Denir ki; Yasin kucağında Pelin’in cesedi çürüyene kadar öylece durdu. Ben diyeyim kırk gün, siz deyin kırk bir gün… O kırk gün içerisinde yemeden içmeden içindeki o yangınla ağzından öyle sesler çıkardı ki değme zurnalara nefes çıkarttı. İşte o günden sonra adını unuttu. İşte o gün Aşküfledi namı dört bir yanda duyuldu, bilindi.” 

Aşküfledi abisi Yakup’un Ankara’da olduğu duyumunu alınca yola çıkıyor. Ama bu yolculuk aslında felsefi bir yolculuktu. Ama Aşküfledi, acılarıyla yüzleşmek isteğini taşıyan bu gerçek yolculuğunun felsefi bir yolculuğa dönüştüğünden habersizdi. 

Her yolculuk üç ayrı hali barındırır, varılan, kalan ve yolcu. Yola çıkan insan ne kadar çok kavuşmaya yaklaşırsa o kadar çok ayrılığı yaşar. Korkutan yolun uzunluğu değil yolcunun cesaretsizliğidir, bu nedenle her bir yolculuk vazgeçiştir. Bir insan, yolu yüreğiyle ve ruhuyla ne kadar çok hissedebiliyorsa bekleyene yakınlaşması, kalandan uzaklaşması önemli değildir artık. Yolu yol eden yolcu aynı zamanda her adımında geride bıraktığına uzak düşmeyi de göze alır. Çünkü burada amaç yolcunun kendisidir.

Yazar yolculuğunu tamamlayanlardan Aşküfledi‘yi abisi Yakup‘la ( Faruk Bey’le) hesaplaştırmazken; Kopuk ve babası olduğunu kitabın sonlarında öğrendiğimiz Faruk Bey’le hesaplaştırıyor. Bu hesaplaşma sırasında tüm sır perdeleri okuyucu için aralanıyor. 

Yolculuğunu ölümle tamamlayanların ortak bulut metaforu kitabın dilini yer yer gerçek üstü hale getiriyor. 

“Nusret Öğretmen ile Cemal’in üstünden bulutlar apak tutamlar halinde bir yere yetişeceklermiş gibi telaşla gelip geçiyordu.

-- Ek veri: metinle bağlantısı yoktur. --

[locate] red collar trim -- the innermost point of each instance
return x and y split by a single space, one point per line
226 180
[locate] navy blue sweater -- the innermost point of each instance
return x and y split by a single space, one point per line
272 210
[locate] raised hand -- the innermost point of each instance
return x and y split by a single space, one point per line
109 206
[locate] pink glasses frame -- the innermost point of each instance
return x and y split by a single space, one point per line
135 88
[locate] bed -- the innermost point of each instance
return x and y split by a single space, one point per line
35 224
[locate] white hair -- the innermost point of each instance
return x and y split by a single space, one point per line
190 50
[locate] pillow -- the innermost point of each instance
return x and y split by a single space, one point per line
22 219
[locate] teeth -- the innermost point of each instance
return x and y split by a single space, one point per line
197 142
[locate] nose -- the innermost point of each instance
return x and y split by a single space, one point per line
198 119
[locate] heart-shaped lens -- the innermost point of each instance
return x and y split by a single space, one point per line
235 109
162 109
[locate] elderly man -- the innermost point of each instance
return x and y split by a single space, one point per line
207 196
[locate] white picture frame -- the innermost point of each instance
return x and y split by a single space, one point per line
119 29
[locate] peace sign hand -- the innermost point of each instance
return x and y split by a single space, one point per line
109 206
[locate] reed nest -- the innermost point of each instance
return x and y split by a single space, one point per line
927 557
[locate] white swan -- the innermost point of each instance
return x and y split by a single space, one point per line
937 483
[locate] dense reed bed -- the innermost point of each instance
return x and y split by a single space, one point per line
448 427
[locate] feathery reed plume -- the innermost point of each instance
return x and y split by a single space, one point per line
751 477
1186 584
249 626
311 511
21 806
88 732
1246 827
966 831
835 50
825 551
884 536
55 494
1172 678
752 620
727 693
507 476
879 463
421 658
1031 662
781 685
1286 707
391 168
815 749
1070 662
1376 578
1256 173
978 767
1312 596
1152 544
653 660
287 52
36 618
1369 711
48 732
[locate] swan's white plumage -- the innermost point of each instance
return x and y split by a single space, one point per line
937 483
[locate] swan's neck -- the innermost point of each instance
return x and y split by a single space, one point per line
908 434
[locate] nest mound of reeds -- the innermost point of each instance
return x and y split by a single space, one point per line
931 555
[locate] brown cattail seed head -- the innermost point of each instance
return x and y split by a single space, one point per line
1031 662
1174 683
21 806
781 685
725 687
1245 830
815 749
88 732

Önce ortalığı derin bir sessizlik kapladı. Sonra Kopuk, esen rüzgarın alnını okşamasına izin verdi ve üzerinden geçen bir beyaz buluta tutundu.

Elif’in sırtından yine o soğuk ürperti geçti. Sonra… Önce Elif’in arabasının anahtarı asfaltın üzerine çınlayarak düştü, ardından koltuğunun altına sıkıştırdığı çantası… Başını yukarıya kaldırdı, gözleri bir beyaz bulut aradı.” 

Evet, romanın tüm hikâyelerin birleştiği ve yine çok katmanlı olarak kullanılan sözcüklerinden biri olan  “Beyaz Bulut”, yazarla okur arasındaki ortaklığın bir şifresi gibi somutlaşıyor. Bu metafor, salt metnin dili postmodernist bir kimliğe bürünsün diye kullanılmıyor, okuru da metne ortak etmeyi amaçlıyor. 

Tavhane Çocukları; kurgusuyla, içeriğiyle ve yeni bir dil yaratımıyla, geleceğe kalan nitelikli romanlardan bir tanesi olarak karşımızda hep var olacak.